Big Cats Can Tell Familiar Voices  From Strangers
Image: Robin Foster

Key Takeaways

  • Lions and tigers can distinguish familiar and unfamiliar human voices

  • The results indicate close human contact provides cats the opportunity to recognize specific humans

  • However, the cats did not respond to their names

FRIDAY, Feb. 16, 2024 (HealthDay News) -- Big cats may be more attuned to humans than you think: New research shows that lions, tigers and cheetahs can recognize familiar human voices and tell them apart from strangers.

Investigators found consistent evidence of voice recognition among 25 big cats of various species.

The cats responded more quickly, intensely and for longer durations to familiar voices than unfamiliar ones, regardless of whether their names were used.

Until now, researchers thought domestication was the reason why household cats discriminate between family members and strangers.

These findings indicate that close human contact of any kind provides cats the opportunity to distinguish between people, researchers said.

“This study adds to the growing body of work challenging stereotypes about cats as aloof creatures,” said lead researcher Jennifer Vonk, a professor of psychology with Oakland University in Michigan. “It underscores the importance of recognizing the cognitive abilities of all species, even those traditionally considered less social.”

Lions are suspected to be the only truly social species of cat, but all cat species interact with other animals regularly, researchers noted in background notes.

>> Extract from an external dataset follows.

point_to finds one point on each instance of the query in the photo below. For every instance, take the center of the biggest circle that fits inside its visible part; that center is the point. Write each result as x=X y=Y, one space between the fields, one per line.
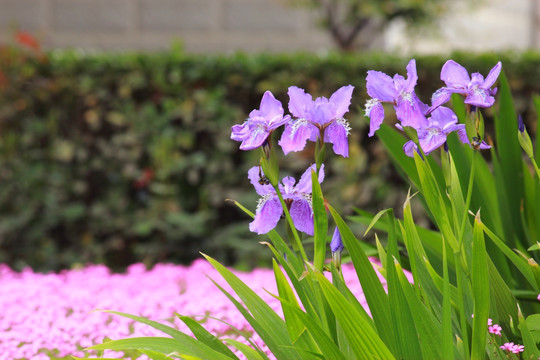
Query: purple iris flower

Given that, researchers suspected that the ability of cats to distinguish between familiar and unfamiliar creatures likely had been underestimated.

“Exotic cats are neither domesticated nor highly social [other than lions],” the researchers wrote in the journal PeerJ Life & Envrionment. “Of the 25 cats tested, only three were lions.”

In the study, a wireless speaker set up outside zoo enclosures played a number of different voices. The voices included the cat’s primary keeper or trainer, members of staff who didn’t work often with the cat and complete strangers.

Researchers then observed the cat’s responses to the recorded voices, noting behaviors like head turns, ear twitches, movement toward or away from the speaker and aggressive vocalizations like hisses, roars and growls.

“Notably, all speakers spoke a familiar phrase but the cats responded with greater speed, more intensity and for longer durations only when this familiar phrase was spoken by familiar voices,” researchers wrote.

Interestingly, using the cat’s names did not make them more likely to respond, researchers found.

“Contrary to findings that domestic cats respond to their names, the use of the cats’ names here had only a single effect on latency, and in the opposite direction to what we predicted with cats responding significantly more quickly when their name was not used,” researchers wrote.

More information

International Cat Care has more about the social structure of cat life.

SOURCE: PeerJ, news release, Feb. 15, 2024

What This Means For You

Cats could be paying more attention to humans than previously thought, learning enough to distinguish the voices of familiar and unfamiliar people.